Despite all of those shenanigans, the Blue Jays kept it close, and after Rajai Davis doubled, stole third, and scooted home on a Yunel Escobar groundout in the ninth, the Blue Jays brought the tying run to the plate, only for Corey Patterson to be caught looking with Jose Bautista on deck. But so it goes. Patterson had a great night before that, with a double, triple, and two runs scored, so far be it from me to even consider the doing of a thing.


Also, remember how I got all worked up a little while ago about too much reckless baserunning, and it poisoned my enjoyment of a two-game sweep of the Red Sox, and then the universe punished me for that nonsense by causing a massive Blogger outage that permanently deleted those two posts?
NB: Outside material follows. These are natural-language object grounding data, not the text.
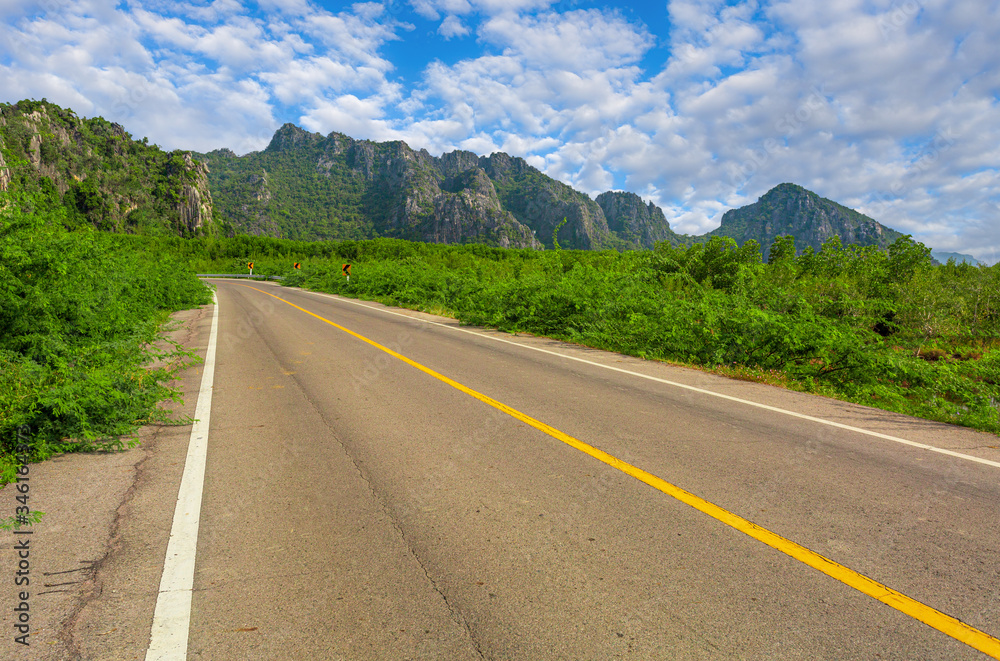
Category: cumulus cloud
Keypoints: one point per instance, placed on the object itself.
(888, 107)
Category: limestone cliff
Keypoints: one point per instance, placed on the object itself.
(635, 221)
(99, 173)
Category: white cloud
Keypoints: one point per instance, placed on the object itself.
(452, 27)
(890, 107)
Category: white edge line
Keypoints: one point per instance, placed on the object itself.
(172, 615)
(830, 423)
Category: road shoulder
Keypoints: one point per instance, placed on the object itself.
(97, 555)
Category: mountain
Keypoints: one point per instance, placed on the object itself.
(308, 186)
(635, 221)
(99, 173)
(959, 258)
(811, 219)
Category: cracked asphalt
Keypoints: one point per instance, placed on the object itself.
(357, 508)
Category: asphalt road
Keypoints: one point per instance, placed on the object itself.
(358, 507)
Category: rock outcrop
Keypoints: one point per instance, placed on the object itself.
(100, 174)
(634, 220)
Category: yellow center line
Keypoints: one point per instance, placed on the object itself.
(932, 617)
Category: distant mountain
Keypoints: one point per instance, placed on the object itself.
(811, 219)
(100, 174)
(309, 186)
(635, 221)
(943, 257)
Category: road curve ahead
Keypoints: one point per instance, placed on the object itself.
(383, 484)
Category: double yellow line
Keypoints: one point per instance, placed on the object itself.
(944, 623)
It was quite an amazing turn of events. Well it turns out I was being even dumber than I'd since realized , in that David Schoenfield points out that the Blue Jays are among the best baserunning teams in baseball according to Baseball Prospectus, a place where math is both employed and enjoyed, so I will totally get off that point for good.  In the same piece, Schoenfield notes that offense is down yet again this year, which makes something like Cliff Lee's totally-respectable-at-first-glance 3.83 ERA completely league average, and makes the performance of Jose Bautista -- who went 1-2 with two walks last night, so that's .372 with a .522 OBP now -- almost unbelievably epic, which is an argument I can get behind.